The Legislature continues to make life hard for local governments, with a series of bills that could potentially gut planning and zoning efforts — and unbalance local budgets.
The bills to drastically reduce local control in defense of private property rights and the rights to carry a gun and a host of other changes have left local officials fuming.
Among the bills pending before the Legislature are a ban on energy efficiency building codes, a firearms bill that would impose drastic and expensive penalties on local officials who do anything to limit gun rights and a bill that would give property owners a tax credit of up to $100,000 if they believe that any land use law or regulation had made their property less valuable.
SB 1227: Energy efficient standards
For instance, Rim Country’s representative in the state Senate, Chester Crandell (R-Heber) has teamed with the Arizona Homebuilders Association to push through a bill that would prevent cities and counties from adopting energy-efficient standards in building codes.
Crandell said that towns don’t need energy-efficient codes because the energy crisis and feared global warming due to the release of polluting greenhouse gases isn’t real. At a recent committee hearing, he suggested that in fact we should increase the concentrations of carbon dioxide in the atmosphere to stimulate plant growth.
Crandell introduced SB1227, suggesting that the move toward codes that require better insulation in homes is just a plot by manufacturers of such green building materials to boost their business.
Lobbyists for the Homebuilders Association maintain that the increasingly strict energy efficiency standards by many counties and towns simply drives up the cost of housing, reducing the supply of affordable housing.
The energy efficiency standards generally affect things like insulation, building materials, double-paned windows and other changes to reduce the cost and energy required to keep a home warm in the winter and cool in the summer.
HB 2517: Firearms
Rep. Brenda Barton’s (R-Payson) bill would allow anyone with a concealed carry permit to take guns into any public building, unless the town or county has provided both gun lockers and metal detectors at each entrance to the building.

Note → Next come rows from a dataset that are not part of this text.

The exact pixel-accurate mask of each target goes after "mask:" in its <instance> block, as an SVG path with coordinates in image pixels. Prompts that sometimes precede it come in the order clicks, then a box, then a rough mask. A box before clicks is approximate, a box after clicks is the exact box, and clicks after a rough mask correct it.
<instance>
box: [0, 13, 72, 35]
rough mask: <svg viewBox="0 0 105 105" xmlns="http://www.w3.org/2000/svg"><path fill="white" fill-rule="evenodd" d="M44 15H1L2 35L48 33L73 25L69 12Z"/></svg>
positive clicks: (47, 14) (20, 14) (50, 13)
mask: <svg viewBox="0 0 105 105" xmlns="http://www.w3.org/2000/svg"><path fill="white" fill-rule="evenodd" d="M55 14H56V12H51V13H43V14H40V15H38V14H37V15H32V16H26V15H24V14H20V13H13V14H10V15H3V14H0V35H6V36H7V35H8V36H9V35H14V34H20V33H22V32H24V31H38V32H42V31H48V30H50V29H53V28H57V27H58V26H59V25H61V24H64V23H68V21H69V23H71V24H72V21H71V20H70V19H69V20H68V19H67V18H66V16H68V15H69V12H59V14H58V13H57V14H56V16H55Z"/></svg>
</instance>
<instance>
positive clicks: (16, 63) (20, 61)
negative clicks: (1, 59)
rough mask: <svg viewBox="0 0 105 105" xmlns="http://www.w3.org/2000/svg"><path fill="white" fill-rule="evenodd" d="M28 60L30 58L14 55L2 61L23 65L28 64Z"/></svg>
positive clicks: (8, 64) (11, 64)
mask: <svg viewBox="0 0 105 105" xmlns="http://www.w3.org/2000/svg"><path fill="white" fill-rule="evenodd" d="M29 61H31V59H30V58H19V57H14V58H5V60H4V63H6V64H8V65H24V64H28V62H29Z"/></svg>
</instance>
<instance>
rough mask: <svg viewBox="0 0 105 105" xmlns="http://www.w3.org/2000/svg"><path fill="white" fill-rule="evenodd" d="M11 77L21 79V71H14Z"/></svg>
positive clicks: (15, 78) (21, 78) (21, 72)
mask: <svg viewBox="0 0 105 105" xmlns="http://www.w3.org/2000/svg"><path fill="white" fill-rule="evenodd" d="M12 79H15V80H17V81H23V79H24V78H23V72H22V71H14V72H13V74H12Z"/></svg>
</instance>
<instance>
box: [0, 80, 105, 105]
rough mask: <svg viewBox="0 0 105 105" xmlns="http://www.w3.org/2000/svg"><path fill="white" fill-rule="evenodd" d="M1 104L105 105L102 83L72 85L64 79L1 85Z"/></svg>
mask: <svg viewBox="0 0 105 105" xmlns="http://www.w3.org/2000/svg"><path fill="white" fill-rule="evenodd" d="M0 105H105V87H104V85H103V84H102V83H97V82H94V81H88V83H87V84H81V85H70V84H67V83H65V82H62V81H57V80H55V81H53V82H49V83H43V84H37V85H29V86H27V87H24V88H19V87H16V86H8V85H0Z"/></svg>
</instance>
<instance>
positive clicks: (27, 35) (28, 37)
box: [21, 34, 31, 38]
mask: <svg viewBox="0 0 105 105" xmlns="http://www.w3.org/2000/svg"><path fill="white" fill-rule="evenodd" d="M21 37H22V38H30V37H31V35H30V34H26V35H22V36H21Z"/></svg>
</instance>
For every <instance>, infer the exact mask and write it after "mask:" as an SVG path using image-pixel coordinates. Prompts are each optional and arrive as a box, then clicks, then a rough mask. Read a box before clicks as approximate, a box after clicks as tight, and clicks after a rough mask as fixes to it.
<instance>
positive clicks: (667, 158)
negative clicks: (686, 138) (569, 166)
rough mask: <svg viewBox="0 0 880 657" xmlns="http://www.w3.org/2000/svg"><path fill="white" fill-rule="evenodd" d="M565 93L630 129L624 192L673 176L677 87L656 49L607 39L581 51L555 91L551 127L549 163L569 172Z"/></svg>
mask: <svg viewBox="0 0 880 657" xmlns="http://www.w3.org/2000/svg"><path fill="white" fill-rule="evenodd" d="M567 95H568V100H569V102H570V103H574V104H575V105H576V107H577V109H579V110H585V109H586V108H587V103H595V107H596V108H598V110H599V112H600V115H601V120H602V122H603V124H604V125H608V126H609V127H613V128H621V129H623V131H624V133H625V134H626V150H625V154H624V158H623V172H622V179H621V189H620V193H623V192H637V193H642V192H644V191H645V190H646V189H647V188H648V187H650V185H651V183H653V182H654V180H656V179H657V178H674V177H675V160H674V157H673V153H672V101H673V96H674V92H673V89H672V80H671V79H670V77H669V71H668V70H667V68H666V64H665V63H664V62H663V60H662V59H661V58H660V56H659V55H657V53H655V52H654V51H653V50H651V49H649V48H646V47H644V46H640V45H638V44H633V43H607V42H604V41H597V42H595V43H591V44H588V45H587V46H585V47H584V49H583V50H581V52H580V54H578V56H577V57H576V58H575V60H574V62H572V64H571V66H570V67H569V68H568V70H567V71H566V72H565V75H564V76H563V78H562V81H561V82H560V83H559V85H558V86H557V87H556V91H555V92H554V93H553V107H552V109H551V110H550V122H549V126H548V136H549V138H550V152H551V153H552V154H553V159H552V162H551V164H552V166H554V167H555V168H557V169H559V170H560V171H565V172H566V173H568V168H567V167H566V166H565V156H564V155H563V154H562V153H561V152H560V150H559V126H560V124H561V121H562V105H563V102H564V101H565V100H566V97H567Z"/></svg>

Payson has had problems with citizens with conceal carry permits who have made harsh criticisms of town officials or town policies who have brought or threatened to bring guns to council meetings. The current law allows towns to ban weapons in public buildings if they provide gun lockers. The new law would require both gun lockers and metal detectors for people with concealed carry permits.
The element of the bill that has especially upset local officials is the penalties section, which would provide for personal fines and removal from office for any town official who tries to enforce rules on firearms more restrictive than allowed under state law. The penalties would not only impose personal penalties, but bar the use of public funds to put up a defense and specify that the official couldn’t offer as a defense that he was acting on the advice of his attorney or the town attorney.
The measure has passed the House and is awaiting action in the Senate.
HB 2448: Property rights
This bill would add significantly to the risk towns or counties face if they adopt rules or ordinances that in any way affect property values. The law already provides property owners with the legal grounds to sue if the town rezoned property in a way that could affect property values — like decreasing the number of units allowed per acre. The new law would raise the stakes considerably, essentially giving property owners the right to make a $100,000 claim against a town if he believes a rule has decreased his property value. He could collect the money from money owed to the town by the state and the town would have to contest the claim and win in court to get the money back.
The bill doesn’t include any standards like the need for an appraisal to justify the claim and the town has no process set up to contest the claim — except going to court.
Towns currently have all kinds of rules and regulations that could conceivably affect property values. That includes rules against blight and public nuisances, efforts to develop a trail system, regulations on parking RVs, sign ordinances, rules on noises and barking dogs. Those regulations could all affect property values in addition to the land use restrictions that form the basis of zoning ordinances.
The bill has passed the House and now awaits action in the Senate Rules Committee.